« Quelques années plus tard, sur un remorqueur dans le Golfe du Mexique, Joe Coughlin verrait ses pieds disparaître dans un bac de ciment frais. » C’est sur cette phrase pour le moins énigmatique que s’ouvre le dernier roman de Dennis Lehane, nouvel opus dans la fresque familiale des Coughlin. Si « Un pays à l’aube » s’intéressait au destin de l’aîné des fils de Thomas Coughlin, commissaire adjoint et notable respecté, « Ils vivent la nuit » relate la trajectoire du cadet, Joe, qui choisit quant à lui la voie du gangstérisme.
1926, la Prohibition bat son plein. Boston est devenu le terrain de jeu favori des bootleggers et des flics corrompus qui se livrent une guerre sans merci sur fond de règlements de comptes, d’argent sale et de trafic d’alcool. Chaque camp a ses propres lois, que l’on ne transgresse pas impunément. Joe l’apprend à ses dépens : après le braquage d’un bar clandestin appartenant à Albert White, le parrain local, il a la mauvaise idée de séduire en sus sa maîtresse et se retrouve, après un tabassage en règle, derrière les barreaux du terrible pénitencier de Charleston. Pour survivre, il se place sous la protection de Maso Pescatore, chef mafieux, pivot d’un puissant réseau de contrebande en Floride, dont Joe prend les commandes à sa sortie de prison.
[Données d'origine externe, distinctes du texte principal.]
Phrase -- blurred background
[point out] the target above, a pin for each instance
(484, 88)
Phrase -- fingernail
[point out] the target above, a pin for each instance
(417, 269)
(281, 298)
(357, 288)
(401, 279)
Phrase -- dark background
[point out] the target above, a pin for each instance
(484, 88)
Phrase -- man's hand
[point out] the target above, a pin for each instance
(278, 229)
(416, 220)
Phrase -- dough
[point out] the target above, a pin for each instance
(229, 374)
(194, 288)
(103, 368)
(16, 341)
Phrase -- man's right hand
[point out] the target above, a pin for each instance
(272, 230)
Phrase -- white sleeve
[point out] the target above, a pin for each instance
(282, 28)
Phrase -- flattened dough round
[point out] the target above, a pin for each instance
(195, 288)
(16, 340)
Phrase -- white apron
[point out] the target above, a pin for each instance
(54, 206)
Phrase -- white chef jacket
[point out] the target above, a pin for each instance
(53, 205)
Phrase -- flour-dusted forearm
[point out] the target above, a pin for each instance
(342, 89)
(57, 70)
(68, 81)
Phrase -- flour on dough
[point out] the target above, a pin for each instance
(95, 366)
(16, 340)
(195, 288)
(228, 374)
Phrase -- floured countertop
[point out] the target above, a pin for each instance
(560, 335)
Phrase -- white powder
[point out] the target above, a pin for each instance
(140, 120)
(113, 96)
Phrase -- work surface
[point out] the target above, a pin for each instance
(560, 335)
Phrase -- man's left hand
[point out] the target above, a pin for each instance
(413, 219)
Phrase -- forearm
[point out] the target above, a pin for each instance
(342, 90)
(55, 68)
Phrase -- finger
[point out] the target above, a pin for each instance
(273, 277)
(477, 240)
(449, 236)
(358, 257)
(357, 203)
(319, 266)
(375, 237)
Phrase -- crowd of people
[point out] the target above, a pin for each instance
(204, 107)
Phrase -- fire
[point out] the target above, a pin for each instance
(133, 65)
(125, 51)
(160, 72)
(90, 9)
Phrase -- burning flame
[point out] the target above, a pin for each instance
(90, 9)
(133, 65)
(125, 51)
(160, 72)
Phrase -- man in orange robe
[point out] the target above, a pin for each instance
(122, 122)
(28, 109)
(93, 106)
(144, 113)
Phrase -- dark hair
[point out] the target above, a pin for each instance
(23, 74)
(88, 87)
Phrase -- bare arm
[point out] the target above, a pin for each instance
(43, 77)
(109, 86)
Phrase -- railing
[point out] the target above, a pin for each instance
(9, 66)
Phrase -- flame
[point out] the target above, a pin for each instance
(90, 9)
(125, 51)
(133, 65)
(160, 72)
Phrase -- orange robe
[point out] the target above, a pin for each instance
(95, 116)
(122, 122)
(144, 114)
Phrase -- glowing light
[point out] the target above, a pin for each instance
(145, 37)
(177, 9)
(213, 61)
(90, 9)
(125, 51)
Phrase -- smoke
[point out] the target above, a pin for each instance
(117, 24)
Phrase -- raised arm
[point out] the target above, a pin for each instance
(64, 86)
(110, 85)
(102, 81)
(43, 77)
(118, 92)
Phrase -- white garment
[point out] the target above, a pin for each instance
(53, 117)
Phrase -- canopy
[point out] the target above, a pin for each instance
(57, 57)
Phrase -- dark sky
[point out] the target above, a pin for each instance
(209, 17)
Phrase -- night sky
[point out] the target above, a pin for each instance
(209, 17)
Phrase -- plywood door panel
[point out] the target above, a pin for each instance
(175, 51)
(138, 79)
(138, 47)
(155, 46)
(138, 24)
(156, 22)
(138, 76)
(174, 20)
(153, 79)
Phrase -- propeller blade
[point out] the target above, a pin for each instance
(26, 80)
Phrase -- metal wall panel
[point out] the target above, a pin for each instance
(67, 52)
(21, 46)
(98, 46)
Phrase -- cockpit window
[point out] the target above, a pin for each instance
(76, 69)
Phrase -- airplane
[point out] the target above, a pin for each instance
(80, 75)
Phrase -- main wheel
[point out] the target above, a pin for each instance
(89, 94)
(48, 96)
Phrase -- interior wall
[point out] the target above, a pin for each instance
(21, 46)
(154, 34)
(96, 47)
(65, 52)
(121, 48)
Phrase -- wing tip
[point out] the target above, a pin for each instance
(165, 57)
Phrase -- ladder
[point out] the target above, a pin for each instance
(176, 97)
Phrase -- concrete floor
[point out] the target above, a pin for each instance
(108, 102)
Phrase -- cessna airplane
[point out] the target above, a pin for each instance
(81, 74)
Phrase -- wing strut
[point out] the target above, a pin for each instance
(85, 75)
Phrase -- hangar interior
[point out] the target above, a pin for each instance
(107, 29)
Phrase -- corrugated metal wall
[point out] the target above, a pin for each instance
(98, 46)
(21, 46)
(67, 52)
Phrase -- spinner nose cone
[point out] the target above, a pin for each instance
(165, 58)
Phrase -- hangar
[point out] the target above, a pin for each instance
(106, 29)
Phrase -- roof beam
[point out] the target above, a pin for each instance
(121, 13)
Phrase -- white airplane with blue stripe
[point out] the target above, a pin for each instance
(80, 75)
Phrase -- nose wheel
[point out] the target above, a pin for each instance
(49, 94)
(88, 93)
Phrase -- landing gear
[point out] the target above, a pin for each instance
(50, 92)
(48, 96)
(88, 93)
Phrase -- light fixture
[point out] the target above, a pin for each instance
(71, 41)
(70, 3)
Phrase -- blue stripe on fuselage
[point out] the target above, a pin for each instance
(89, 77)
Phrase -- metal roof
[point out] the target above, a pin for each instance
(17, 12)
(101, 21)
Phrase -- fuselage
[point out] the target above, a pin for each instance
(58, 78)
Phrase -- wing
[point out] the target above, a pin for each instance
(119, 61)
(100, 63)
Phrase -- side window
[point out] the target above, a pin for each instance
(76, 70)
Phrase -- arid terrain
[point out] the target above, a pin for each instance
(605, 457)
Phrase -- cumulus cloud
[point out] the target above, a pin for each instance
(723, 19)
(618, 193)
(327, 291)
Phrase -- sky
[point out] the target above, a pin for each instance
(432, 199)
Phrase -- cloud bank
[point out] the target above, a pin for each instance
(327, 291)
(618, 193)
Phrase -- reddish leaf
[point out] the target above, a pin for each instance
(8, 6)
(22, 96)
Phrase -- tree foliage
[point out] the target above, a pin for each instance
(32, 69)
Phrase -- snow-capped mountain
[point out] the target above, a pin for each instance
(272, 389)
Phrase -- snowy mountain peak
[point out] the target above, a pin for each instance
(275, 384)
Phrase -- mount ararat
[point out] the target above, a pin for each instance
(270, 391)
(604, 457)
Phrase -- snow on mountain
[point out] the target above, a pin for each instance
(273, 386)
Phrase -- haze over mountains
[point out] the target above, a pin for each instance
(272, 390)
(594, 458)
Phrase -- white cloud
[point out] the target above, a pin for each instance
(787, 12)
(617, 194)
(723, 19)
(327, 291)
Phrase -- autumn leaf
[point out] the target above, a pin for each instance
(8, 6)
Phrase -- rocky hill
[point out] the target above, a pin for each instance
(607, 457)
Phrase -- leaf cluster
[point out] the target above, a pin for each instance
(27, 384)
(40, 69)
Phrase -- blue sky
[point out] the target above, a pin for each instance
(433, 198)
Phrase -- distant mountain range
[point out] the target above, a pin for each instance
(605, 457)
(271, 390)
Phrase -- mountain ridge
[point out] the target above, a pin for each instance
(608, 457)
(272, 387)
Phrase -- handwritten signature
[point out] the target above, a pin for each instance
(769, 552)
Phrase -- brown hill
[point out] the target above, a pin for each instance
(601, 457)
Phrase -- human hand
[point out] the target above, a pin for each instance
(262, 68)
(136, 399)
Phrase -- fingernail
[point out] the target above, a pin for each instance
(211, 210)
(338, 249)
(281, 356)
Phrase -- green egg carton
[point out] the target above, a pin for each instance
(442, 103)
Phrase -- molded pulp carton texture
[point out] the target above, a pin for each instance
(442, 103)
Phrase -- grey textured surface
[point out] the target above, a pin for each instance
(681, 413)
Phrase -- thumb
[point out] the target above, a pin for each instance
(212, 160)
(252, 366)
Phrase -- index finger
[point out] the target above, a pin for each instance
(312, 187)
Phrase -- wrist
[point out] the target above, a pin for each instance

Déjouant les pièges du milieu, usant de son charme et de son intelligence, Joe se retrouve à la tête d’un véritable empire lorsque la Prohibition prend brutalement fin…
Remarquable photographie de la société américaine des années 30, ce récit dense et enlevé se déploie comme un conte initiatique, de la naissance à la chute d’un hors-la-loi pas tout à fait comme les autres. Car s’il semble tirer parti des effets pervers de la Prohibition, Joe ne souhaite pas devenir une figure reconnue du milieu, à l’image de son mentor, mais simplement jouir de la liberté que lui offre ce mode de vie au sein d’une société gangrénée par la violence, le racisme et le repli des communautés sur elles-mêmes. L’auteur, originaire de Boston, exploite avec beaucoup de talent et de naturel ces divers aspects sociétaux, comme autant de ressorts dramatiques régissant la destinée de ses protagonistes, intimement liés à l’univers violent qui les entoure. On attend avec impatience l’adaptation au cinéma de ce roman-fleuve dont les droits ont été achetés par Ben Affleck, récemment oscarisé, en guise de consolation une fois la dernière page tournée.